Defi Development Corporation’s entrance into the Korean TradFi scene marks the firm’s second international venture. In late August, Defi Dev Corp acquired a 45% stake in Cykel AI, an entity the firm expects to rebrand to DFDV UK. Defi Development Corporation reportedly intends to pursue as many as five similar treasury vehicles in various jurisdictions.
Treasury Accelerator or Glorified Memecoin Game?
On September 18, Defi Development Corporation outlined the vision for its Treasury Accelerator, or a strategic model by which the firm intends to grow its $SOL-per-Share through investment in external DATs.
The bulk of investments made through the Treasury Accelerator are intended to support new $SOL DATs, and specifically, DFDV-powered DATs like DFDV UK and the incoming DFDV Korea.
However, recent announcements suggest that Defi Dev Corp will also support “promising” DATs dedicated to accumulating other assets. On September 19, it was revealed that DFDV had invested $22.88M in ZeroStack, an upcoming DAT centered around $0G, an unlaunched AI infrastructure coin.
At first glance, this suggests that DFDV either needed to sell its $SOL holdings to fund the investment, or Zerostack would ultimately be required to sell provided $SOL for $0G purchases. In a recent tweet, DFDV COO Parker White explained that the structure of the raise ensures the firm continues to earn staking yield.
While this model makes sense for $SOL-based DATs, it’s unclear how exactly it functions in the case of Zerostack’s $0G. In an exclusive statement, Defi Development Corporation shared with SolanaFloor how the structuring of the investment enables the firm to capture potential upside without risking the $SOL on its balance sheet.
“The investment is structured as a convertible debt instrument. We contributed SOL. FLGC can't sell it without our permission. If the stock outperforms SOL, we can convert the debt into stock, sell the stock, and buy more SOL on our balance sheet. If the stock underperforms SOL, we just get the SOL back later. The coupon on the convert is approximately the same or slightly higher than the staking rate.” - Pete Humiston, Defi Development Corporation Head of Research.
Defi Development Corporation’s plan to invest in DATs running treasury strategies and steer profits towards increasing $SOL-per-Share bears ironic similarities to degens trading memecoins to try and grow their $SOL holdings.

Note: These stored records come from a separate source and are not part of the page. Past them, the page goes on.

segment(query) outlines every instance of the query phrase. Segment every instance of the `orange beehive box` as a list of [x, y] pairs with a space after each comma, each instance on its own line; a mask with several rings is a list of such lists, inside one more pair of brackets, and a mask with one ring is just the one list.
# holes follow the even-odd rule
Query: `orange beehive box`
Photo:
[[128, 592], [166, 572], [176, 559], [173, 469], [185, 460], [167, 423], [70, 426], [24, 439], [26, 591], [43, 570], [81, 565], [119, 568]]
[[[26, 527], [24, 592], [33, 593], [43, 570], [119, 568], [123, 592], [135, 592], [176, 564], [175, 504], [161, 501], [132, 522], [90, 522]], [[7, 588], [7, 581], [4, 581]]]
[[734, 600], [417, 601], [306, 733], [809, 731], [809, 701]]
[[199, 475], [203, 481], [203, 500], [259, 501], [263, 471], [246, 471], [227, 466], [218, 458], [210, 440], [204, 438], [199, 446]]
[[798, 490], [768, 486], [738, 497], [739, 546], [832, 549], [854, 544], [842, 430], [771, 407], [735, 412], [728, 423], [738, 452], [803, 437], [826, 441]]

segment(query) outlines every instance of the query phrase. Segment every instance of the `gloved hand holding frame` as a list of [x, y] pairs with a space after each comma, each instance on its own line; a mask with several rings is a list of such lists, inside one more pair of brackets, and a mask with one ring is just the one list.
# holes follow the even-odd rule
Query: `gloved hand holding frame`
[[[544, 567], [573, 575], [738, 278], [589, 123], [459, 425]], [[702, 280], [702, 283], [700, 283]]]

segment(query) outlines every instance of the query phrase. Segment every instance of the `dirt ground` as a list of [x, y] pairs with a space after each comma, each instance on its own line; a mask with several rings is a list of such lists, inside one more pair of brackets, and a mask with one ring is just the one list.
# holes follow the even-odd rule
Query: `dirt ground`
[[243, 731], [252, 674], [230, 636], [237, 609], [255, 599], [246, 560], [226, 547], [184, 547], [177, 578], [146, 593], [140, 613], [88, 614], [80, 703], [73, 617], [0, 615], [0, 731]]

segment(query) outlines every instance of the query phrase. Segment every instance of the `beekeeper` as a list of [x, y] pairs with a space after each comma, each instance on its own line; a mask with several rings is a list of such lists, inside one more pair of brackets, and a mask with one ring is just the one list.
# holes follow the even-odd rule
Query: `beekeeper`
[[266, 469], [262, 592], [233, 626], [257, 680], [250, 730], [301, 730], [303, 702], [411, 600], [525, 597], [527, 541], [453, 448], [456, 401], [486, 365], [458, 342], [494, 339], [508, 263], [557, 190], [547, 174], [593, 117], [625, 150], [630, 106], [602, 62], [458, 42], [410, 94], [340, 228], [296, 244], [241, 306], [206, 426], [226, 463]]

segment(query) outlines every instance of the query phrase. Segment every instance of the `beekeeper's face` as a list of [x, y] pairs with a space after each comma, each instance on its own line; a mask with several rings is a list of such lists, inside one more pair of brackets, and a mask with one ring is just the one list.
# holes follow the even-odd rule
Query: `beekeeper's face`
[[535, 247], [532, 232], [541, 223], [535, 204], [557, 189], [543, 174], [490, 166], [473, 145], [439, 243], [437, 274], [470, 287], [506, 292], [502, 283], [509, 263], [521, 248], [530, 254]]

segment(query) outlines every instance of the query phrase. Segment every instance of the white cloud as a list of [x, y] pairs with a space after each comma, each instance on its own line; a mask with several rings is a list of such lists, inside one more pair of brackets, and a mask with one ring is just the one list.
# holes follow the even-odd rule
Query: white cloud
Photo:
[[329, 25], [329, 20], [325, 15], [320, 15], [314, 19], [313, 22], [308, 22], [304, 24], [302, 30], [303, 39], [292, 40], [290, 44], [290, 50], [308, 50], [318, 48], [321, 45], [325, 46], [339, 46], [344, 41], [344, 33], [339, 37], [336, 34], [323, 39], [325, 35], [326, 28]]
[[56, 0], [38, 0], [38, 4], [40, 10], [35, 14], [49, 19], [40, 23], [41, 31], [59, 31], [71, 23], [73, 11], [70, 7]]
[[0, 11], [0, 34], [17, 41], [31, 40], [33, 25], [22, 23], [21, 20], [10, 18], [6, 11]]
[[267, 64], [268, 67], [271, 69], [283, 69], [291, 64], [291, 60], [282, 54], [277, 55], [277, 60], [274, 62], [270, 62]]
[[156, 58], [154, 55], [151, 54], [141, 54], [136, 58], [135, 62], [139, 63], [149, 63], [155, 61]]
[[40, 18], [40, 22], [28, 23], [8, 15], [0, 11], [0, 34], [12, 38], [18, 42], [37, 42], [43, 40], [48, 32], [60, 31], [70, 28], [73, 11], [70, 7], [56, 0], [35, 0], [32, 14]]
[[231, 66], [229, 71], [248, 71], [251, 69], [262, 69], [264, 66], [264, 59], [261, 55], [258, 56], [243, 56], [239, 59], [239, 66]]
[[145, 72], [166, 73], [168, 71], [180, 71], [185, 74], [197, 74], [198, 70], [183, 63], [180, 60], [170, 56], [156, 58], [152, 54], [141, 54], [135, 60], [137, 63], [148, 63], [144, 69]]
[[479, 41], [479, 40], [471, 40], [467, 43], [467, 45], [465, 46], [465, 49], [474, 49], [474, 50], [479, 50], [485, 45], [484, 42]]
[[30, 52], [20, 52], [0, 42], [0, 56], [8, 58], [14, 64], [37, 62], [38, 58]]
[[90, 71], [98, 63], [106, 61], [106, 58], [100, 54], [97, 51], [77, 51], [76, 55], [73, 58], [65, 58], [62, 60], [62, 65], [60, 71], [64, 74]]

$FRAG Up 10% Despite Market Crash
For an embattled $FRAG token, the announcement of a collaboration with Defi Dev Corp and the acquisition of a publicly traded company has offered a breath of relief.
$FRAG is up 12% on a daily time frame, outperforming the Solana ecosystem while the wider crypto market suffers heavy drawdowns triggered by the liquidation of over $1B in long positions in the last 24 hours.